Enviada em 03/08/2020

O impeachment feito contra a ex-presidenta Dilma Rousseaf, em 2016, gerou em muitos a expectativa de que o ambiente político brasileiro se apaziguaria a partir de então, o que seria necessário para vencer a crise econômica que se aprofundara. Porém, é possível afirmar que, ao contrário do que se pensava, a instabilidade política, que já existe desde meados da década, vem se aprofundando desde então, especialmente no último ano, causando temor na população e dificultando a retomada do crescimento do país.

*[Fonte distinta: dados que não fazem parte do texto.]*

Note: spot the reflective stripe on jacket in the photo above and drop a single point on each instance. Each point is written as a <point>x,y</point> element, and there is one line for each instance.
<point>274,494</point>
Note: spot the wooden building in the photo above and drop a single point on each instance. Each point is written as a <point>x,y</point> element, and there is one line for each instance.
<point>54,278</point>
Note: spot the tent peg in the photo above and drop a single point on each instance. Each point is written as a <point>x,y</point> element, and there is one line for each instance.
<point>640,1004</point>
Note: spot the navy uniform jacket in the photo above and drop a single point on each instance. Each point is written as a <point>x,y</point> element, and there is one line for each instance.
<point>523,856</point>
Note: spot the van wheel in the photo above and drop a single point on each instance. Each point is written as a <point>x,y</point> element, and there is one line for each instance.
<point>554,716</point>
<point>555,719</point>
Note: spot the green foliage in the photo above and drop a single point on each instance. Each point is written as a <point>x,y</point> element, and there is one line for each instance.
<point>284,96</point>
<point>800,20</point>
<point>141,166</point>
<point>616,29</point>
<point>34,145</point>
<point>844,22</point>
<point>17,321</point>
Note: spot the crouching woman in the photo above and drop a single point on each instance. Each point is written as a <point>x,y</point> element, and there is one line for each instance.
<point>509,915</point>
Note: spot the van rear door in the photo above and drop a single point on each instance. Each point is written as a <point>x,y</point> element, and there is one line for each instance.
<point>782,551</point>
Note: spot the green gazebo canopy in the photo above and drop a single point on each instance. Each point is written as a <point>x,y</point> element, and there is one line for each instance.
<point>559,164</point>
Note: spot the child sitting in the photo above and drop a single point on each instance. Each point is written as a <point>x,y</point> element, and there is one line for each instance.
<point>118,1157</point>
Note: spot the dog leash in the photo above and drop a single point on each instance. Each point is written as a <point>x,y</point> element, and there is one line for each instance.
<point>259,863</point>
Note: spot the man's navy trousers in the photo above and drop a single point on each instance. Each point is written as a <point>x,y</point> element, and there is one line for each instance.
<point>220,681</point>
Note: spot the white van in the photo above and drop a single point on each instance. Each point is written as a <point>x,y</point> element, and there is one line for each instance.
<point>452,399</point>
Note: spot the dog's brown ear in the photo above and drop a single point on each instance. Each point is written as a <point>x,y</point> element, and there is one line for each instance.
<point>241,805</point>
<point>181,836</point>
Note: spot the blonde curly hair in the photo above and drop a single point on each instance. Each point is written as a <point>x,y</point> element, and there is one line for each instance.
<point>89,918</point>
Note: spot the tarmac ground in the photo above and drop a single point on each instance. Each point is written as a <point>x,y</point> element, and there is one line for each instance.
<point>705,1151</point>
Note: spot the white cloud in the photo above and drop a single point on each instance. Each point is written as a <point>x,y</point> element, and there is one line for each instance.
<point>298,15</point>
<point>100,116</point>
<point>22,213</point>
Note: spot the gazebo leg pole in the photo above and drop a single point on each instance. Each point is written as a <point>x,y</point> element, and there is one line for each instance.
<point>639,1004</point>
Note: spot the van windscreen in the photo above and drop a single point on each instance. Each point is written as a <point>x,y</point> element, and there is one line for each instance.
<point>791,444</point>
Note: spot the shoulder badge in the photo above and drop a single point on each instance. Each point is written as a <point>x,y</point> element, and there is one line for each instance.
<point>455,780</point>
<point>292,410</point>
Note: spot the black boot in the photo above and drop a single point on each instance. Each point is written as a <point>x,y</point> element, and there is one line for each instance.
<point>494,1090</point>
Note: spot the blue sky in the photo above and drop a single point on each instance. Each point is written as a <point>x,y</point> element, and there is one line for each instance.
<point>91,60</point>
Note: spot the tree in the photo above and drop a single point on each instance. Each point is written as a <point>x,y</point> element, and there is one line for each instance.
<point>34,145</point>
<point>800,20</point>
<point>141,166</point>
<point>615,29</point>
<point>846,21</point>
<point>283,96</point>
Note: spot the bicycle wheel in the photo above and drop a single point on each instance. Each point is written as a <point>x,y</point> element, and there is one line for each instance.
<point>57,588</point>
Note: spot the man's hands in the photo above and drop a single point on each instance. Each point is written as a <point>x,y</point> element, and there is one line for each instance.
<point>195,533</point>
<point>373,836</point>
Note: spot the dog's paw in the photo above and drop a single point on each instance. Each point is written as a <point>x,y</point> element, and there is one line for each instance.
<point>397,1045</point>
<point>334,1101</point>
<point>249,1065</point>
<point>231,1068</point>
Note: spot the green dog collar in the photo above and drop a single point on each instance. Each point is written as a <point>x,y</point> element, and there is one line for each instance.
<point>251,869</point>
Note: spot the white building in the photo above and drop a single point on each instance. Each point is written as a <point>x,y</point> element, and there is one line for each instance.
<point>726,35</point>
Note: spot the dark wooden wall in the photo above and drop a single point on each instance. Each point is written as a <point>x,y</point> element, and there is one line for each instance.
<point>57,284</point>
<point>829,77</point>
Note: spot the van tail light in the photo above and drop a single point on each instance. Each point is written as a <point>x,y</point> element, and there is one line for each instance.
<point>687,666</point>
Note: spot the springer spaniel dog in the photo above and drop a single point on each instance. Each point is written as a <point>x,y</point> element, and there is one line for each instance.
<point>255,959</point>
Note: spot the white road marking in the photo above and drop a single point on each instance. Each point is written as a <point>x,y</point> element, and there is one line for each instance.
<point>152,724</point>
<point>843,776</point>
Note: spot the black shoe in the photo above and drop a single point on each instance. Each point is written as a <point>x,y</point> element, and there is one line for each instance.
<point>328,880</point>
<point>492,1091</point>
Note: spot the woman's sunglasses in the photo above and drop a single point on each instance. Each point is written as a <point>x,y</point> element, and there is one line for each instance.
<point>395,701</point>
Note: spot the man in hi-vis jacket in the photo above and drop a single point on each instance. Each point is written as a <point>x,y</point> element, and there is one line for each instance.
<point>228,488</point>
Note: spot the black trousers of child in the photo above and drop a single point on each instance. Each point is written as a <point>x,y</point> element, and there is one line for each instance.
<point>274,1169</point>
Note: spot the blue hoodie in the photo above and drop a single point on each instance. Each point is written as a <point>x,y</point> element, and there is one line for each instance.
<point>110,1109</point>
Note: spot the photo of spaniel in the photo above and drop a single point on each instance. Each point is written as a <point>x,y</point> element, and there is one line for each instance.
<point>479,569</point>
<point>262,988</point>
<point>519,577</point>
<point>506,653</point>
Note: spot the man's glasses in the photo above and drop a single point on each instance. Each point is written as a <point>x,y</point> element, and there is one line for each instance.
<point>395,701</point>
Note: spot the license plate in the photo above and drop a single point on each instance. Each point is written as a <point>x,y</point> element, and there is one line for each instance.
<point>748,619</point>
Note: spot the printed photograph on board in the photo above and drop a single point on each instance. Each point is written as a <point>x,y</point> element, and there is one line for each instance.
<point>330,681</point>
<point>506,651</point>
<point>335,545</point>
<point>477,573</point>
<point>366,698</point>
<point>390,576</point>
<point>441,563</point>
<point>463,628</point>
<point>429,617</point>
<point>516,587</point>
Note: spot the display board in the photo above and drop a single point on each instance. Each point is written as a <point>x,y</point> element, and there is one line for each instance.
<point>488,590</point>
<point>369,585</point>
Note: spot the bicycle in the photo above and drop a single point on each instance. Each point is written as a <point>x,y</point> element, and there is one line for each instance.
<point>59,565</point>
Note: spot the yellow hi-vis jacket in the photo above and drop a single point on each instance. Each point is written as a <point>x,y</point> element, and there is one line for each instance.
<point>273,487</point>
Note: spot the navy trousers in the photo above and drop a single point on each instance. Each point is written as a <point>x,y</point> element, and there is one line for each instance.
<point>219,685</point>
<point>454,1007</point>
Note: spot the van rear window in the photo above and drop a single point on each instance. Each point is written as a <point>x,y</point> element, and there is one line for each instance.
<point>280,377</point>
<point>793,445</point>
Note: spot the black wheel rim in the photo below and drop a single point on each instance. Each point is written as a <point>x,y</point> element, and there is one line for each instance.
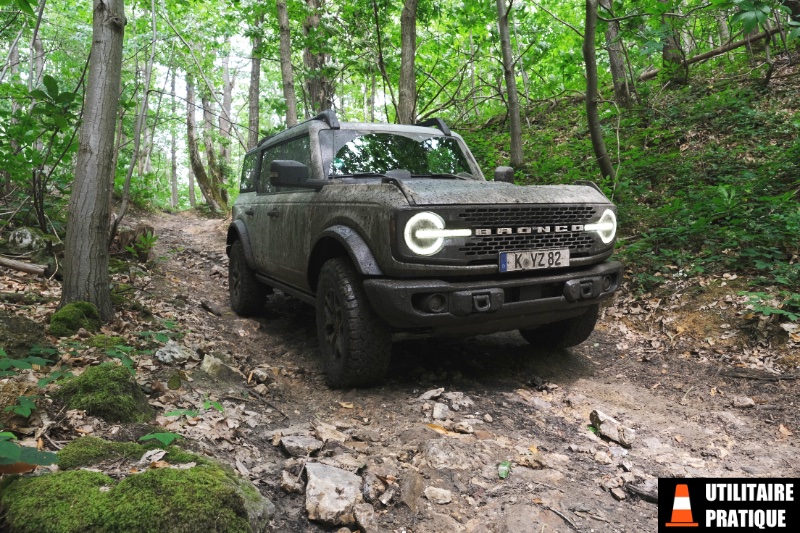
<point>334,323</point>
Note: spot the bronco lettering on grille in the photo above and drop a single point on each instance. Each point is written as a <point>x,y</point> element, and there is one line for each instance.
<point>523,230</point>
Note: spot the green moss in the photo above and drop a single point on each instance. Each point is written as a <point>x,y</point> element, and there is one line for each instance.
<point>203,498</point>
<point>108,392</point>
<point>104,342</point>
<point>70,318</point>
<point>57,503</point>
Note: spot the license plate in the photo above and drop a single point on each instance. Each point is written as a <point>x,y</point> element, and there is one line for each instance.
<point>534,260</point>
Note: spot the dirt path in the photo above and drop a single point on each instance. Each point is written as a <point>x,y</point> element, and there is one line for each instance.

Em primeiro lugar, é válido lembrar que durante a formulação da Constituição de 1988, grande parte dos deputados constituintes eram favoráveis ao Parlamentarismo como forma de governo e alguns deles, como Ulisses Guimarães, alertavam que o país poderia rapidamente se tornar ingovernável com o Presidencialismo, que acabou prevalecendo. Desde então, a relação do Executivo com o Legislativo tem sido cada vez mais cercada por tensionamentos, escândalos de corrupção e acusações mútuas. Recentemente, também, e cada vez mais, é possível observar o Judiciário se envolvendo nas questões políticas, movimento intensificado pela Operação Lava-Jato e os recentes desentendimentos com o Palácio do Planalto.

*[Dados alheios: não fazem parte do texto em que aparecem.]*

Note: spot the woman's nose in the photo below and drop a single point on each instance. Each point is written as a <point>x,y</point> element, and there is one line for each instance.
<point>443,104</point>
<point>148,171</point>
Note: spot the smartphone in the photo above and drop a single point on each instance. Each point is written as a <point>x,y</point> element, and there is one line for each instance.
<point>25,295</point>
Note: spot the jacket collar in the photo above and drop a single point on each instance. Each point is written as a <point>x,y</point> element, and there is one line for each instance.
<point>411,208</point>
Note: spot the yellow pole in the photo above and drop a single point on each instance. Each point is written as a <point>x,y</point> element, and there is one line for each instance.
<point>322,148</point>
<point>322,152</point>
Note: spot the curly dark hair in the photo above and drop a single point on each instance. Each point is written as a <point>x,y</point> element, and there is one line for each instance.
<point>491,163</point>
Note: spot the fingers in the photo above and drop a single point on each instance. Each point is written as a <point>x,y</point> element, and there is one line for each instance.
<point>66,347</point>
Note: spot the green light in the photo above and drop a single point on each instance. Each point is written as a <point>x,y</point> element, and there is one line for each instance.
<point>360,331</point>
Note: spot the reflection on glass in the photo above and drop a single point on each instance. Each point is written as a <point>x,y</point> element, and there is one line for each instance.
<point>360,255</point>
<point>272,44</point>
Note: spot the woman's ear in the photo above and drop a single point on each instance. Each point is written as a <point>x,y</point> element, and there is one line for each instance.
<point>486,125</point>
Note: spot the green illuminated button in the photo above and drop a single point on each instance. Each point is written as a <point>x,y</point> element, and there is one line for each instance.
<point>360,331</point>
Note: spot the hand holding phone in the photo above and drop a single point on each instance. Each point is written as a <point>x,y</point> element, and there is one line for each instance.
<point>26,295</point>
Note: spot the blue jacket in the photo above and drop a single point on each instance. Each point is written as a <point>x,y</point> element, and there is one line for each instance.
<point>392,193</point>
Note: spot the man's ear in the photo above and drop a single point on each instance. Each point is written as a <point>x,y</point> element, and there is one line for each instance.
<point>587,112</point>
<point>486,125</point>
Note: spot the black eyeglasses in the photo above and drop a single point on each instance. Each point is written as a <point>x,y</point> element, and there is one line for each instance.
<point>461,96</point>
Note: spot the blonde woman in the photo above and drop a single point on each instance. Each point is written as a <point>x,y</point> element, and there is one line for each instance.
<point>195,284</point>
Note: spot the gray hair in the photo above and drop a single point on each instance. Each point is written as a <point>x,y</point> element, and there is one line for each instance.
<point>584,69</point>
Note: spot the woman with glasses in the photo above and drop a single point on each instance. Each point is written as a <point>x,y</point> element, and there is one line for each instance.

Entretanto, cumpre-se destacar que a distribuição e o equilíbrio dos Poderes é necessário para uma condução democrática do Governo Federal, e que o acirramento das contradições e ataques, provocando sucessivos entraves, é um processo danoso para o país sob vário aspectos. Primeiramente, a insegurança política, que tais embates indicam, prenunciam crises econômica e institucional, o que afasta investidores externos. Essa fuga de capitais, que sempre é danosa, ganha ainda maior relevância no momento em que o país passa por aumento nas taxas de desemprego e tem a perspectiva de enfrentar, talvez, a maior recessão da sua história. Além disso, reformas importantes e a condução de áreas essenciais, como a Educação, estão sendo prejudicadas pela perda da capacidade de diálogo entre diferentes correntes políticas.

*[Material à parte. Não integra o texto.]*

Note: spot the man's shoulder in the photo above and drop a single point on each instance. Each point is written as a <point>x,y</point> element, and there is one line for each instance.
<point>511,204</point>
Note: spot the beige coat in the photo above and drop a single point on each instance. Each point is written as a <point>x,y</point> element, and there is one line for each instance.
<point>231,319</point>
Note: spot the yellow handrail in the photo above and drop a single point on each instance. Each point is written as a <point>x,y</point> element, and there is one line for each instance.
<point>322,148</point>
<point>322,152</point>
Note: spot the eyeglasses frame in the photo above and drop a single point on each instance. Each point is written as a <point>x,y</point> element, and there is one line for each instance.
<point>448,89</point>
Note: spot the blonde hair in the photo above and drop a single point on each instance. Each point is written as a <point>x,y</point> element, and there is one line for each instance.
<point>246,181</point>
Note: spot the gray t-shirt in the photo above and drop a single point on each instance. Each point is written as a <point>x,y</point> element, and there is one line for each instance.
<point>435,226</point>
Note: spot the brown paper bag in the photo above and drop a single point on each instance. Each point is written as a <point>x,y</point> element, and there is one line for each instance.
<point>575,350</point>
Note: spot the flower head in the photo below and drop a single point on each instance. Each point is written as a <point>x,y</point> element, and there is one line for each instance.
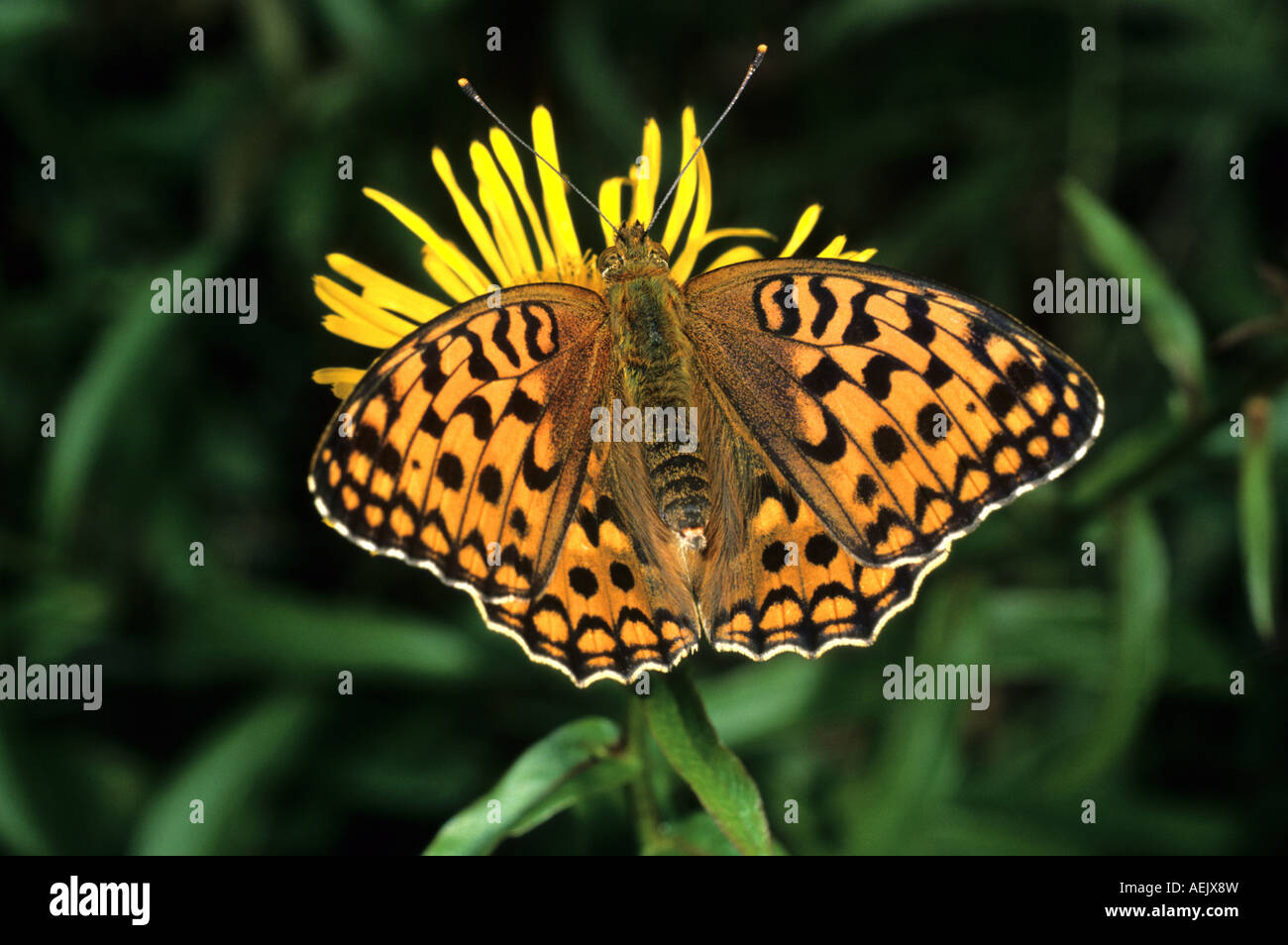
<point>546,250</point>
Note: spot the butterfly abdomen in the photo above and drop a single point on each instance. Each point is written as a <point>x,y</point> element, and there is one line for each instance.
<point>657,378</point>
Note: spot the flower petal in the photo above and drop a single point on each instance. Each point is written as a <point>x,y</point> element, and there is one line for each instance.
<point>498,205</point>
<point>343,380</point>
<point>688,184</point>
<point>353,308</point>
<point>683,266</point>
<point>610,206</point>
<point>456,273</point>
<point>803,230</point>
<point>833,249</point>
<point>359,332</point>
<point>562,233</point>
<point>509,158</point>
<point>644,174</point>
<point>472,219</point>
<point>385,292</point>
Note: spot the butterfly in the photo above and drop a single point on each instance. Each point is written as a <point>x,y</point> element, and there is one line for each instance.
<point>772,456</point>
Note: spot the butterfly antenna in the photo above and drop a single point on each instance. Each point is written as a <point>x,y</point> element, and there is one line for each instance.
<point>755,63</point>
<point>478,99</point>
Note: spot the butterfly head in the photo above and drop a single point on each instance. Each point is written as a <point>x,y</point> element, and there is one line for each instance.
<point>632,257</point>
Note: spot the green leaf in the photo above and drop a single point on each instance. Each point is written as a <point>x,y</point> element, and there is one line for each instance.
<point>1138,665</point>
<point>695,834</point>
<point>691,744</point>
<point>1168,321</point>
<point>20,785</point>
<point>117,368</point>
<point>227,773</point>
<point>572,763</point>
<point>1257,515</point>
<point>245,625</point>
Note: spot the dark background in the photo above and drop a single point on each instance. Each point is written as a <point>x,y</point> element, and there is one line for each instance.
<point>1109,682</point>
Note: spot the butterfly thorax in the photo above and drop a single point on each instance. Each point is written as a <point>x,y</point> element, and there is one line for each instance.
<point>656,377</point>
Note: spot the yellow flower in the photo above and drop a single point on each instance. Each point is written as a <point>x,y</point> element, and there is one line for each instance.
<point>386,310</point>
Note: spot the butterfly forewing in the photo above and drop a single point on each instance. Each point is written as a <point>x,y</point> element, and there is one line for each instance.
<point>901,411</point>
<point>777,579</point>
<point>463,448</point>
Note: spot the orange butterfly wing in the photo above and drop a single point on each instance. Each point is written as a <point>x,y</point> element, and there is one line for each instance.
<point>464,447</point>
<point>616,602</point>
<point>901,411</point>
<point>774,579</point>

Portanto, para diminuir tais problemas, o Executivo, o Legislativo e o Judiciário deveriam se respeitar mutuamente, e fariam isso evitando a ingerência sobre deliberações que são da alçada de outro poder. Como parece ser difícil o julgamento quanto a essas extrapolações, já que a Justiça está envolvida na questão, uma comissão poderia ser formada por representantes dos Três Poderes, tendo carta branca para julgar questões relativas a possíveis desvios, tornando mais claros alguns pontos que geram diferentes leituras na Carta Magna. Essa iniciativa seria um dos possíveis meios para estabelecer o diálogo que arrefeceria a crise política, tornando o país confiável.